When the cosmetic composition containing the nano resveratrol suspension is used, the nano resveratrol can be uniformly distributed on the inner layer and the outer layer of the skin, so that good and durable skin whitening and anti-oxidation effects can be shown, and especially the effect on chloasma is obvious.
(2) The cosmetic composition containing the nano resveratrol suspension comprises a hyaluronic acid composition besides the nano resveratrol, wherein the hyaluronic acid composition comprises nano cross-linked hyaluronic acid gel with the particle size of 100-500 nm, hyaluronic acid with the molecular weight of less than 30 ten thousand and hyaluronic acid with the molecular weight of more than 30 ten thousand. The cosmetic composition has the moisturizing and repairing functions and is generated by the combined action of the nano resveratrol and the cross-linked sodium hyaluronate entering the deep layer of the skin from inside to outside, the hyaluronic acid on the surface of the skin from outside to inside and the like. The synergistic effect of the nano resveratrol, the nano cross-linked sodium hyaluronate and the hyaluronic acid with various molecular weights achieves the optimal moisturizing effect and the skin repairing effect.
Drawings
FIG. 1 is a graph of the particle size distribution of resveratrol in the suspension prepared in example 1;
FIG. 2 is a Zeta potential profile of the suspension prepared in example 1;
fig. 3 is a graph of the particle size distribution of resveratrol in the suspension prepared in example 2;
FIG. 4 is a graph of the particle size distribution of resveratrol in the suspension prepared in example 3;
FIG. 5 is a graph of the particle size distribution of resveratrol in the suspension prepared in example 4;
figure 6 is a graph of the particle size distribution of the nano cross-linked hyaluronic acid gel described in example 8.
Detailed Description
(example 1)
The preparation method of the nano resveratrol suspension of the embodiment comprises the following steps:
firstly, dissolving resveratrol with the purity of 90-99 percent (98 percent in the embodiment) in absolute ethyl alcohol to obtain a resveratrol ethanol solution, wherein the dosage of the ethanol ensures that the resveratrol is completely dissolved.
And secondly, slowly adding a PBS (phosphate buffer solution) into the resveratrol ethanol solution obtained in the step one, wherein the volume of the PBS is 5-10 times (8 times in the embodiment) of that of the resveratrol ethanol solution, and obtaining a suspension after the addition.
And thirdly, feeding the suspension obtained in the step II into a high-pressure homogenizer for homogenizing for 1-3 times (2 times in the embodiment). The pressure of the high-pressure homogenizer in this example was 150 MPa. During each homogenization treatment, the high-pressure suspension rapidly passes through the high-pressure homogenizing cavity under the action of the pressurizing mechanism.
The temperature of the materials is controlled to be less than or equal to 45 ℃ all the time in the homogenizing process.
The high-pressure homogenizer used was a Microfluidizer model high-pressure Microfluidizer, MFIC corporation, usa.
And fourthly, distilling the material homogenized in the third step under reduced pressure at the temperature lower than 30 ℃ to remove ethanol to obtain PBS suspension of the nano resveratrol, wherein the concentration of the resveratrol in the suspension is 0.1-5 wt%. The residual quantity of ethanol in the materials after reduced pressure distillation is less than 1.0 percent.
The nano-resveratrol in the suspension obtained above was subjected to particle size detection using a Mastersizer model 2000 particle size analyzer from Malvern, uk, which was also used for particle size detection in the following examples.
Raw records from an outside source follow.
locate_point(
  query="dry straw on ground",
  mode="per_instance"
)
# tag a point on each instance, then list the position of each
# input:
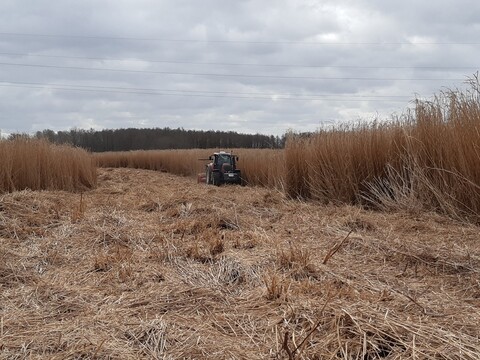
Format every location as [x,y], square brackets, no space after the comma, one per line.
[149,265]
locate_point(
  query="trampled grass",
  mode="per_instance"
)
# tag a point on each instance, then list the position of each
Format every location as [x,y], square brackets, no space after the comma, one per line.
[262,167]
[428,160]
[148,265]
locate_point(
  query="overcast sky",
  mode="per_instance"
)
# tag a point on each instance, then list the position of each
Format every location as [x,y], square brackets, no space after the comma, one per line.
[248,66]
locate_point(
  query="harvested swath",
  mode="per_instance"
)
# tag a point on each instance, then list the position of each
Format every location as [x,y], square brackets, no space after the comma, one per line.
[121,279]
[262,167]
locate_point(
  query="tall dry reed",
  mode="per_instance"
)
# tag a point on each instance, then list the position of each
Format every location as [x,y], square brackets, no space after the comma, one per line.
[428,160]
[262,167]
[38,165]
Sending 0.1g of the obtained suspension into a particle size analyzer for detection, wherein the obtained particle size distribution diagram is shown in figure 1, and the average particle size of resveratrol in the obtained suspension is 115.6 nm.
Meanwhile, the Zeta potential of the PBS suspension of the nano resveratrol is measured to be-25.3 mV, the Zeta potential distribution diagram is shown in figure 2, and the suspension is relatively stable and can be stored for a long time.
(example 2)
The preparation method of the nano resveratrol suspension in the embodiment is the same as that in the embodiment 1 except that:
and step three, the pressure of the medium-high pressure homogenizer is 180 Mpa.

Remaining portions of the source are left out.